Jinyi stilled the fish with his magic, then took it in his hands and strode back to the new patch of fungus he'd grown. He bent down, considering--then focused his magic again, forming a shovel-like apparatus out of chitin on one hand and making the edges as sharp as he could.

He was still inexperienced at magic compared to the masters and transcendent magic-users in the caves, though, and the shovel-knife did not turn out to be so good at being a knife. The Drone managed to kill the fish and hack it into three pieces before finally giving up. He'd wanted to divide it into smaller pieces, but with the shovel-knife's poor condition, it probably wasn't happening.

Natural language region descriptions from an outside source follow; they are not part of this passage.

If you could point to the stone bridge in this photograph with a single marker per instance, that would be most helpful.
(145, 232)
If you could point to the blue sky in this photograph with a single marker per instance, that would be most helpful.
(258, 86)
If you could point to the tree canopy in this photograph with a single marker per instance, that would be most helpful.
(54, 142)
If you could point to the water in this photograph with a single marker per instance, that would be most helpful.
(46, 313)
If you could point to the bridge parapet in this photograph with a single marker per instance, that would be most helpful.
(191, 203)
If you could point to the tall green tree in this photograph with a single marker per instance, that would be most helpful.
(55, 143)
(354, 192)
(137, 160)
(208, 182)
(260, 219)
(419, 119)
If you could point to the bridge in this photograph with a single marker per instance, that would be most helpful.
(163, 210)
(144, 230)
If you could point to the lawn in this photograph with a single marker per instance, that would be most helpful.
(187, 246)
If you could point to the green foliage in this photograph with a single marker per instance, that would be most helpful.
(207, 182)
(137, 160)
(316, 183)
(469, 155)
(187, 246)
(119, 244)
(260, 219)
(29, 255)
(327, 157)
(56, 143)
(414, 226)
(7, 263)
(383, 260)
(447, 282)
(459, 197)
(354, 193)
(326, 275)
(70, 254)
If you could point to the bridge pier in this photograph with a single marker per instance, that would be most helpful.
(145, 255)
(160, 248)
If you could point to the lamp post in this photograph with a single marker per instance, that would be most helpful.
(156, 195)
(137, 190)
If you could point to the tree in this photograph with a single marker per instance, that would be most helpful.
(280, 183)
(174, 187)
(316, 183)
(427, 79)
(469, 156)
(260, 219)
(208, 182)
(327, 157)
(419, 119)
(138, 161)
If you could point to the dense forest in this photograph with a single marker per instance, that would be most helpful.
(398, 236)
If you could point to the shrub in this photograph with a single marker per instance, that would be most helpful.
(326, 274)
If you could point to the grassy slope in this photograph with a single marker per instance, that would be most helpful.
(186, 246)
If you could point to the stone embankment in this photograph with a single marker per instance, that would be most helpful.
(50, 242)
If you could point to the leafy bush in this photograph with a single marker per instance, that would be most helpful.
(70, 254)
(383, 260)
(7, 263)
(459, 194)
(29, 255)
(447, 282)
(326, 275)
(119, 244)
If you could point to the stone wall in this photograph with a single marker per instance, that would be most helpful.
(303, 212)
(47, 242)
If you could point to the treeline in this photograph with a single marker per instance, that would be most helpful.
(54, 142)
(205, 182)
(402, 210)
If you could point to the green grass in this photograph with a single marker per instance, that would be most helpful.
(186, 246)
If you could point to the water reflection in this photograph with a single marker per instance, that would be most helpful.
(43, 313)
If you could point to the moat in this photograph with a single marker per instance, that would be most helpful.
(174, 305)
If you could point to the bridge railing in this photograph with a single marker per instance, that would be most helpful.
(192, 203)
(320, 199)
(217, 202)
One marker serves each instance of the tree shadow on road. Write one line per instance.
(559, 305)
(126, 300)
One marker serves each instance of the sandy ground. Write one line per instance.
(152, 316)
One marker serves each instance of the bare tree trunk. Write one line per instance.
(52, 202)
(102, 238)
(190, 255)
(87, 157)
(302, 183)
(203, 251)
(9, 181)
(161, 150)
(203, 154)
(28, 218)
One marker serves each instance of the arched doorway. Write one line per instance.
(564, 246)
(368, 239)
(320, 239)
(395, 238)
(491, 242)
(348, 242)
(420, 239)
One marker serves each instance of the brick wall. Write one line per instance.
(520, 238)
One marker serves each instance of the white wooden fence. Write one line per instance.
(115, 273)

He simply moved on to the third step: burying the fish in the soil where Mother's fungus grew. As it decomposed, it would enrich the soil here, providing nutrients for the white mass to feed upon. As good a start for a node as any, and he could come back from time to time to add new 'fertilizer'.

It occurred to him, as he was burying the last piece, that perhaps he should accelerate the decomposition process a little. The fungus would surely grow better, faster, if it could feed directly on the fish instead of having to extend its hyphae into the surrounding soil to leech away nutrients as it rotted. Shaking his head at himself for not having thought of it earlier, Jinyi reached for his magic and pushed Order's fungus onto the fish chunk. The white fuzz bloomed on its surface, rapidly multiplying until the slimy meat was covered with fungus.

He scraped a shallow hole in the mud and lichen and laid this piece there, covering its edges with a loose layer of mossy dirt. He did not want to bury it completely, in case it cut off the air to the mold or something like that--Jinyi wasn't quite sure how magical biology worked. Then, he rose to his feet once more and rinsed his hand of fish-slime in a shallow pool.

It wasn't much. It was certainly not as obvious as a chaos beast's destructive rampage, or as eye-catching as Mother's new creations, soon to be unveiled. But it would aid in Order's relentless march, and that was what mattered.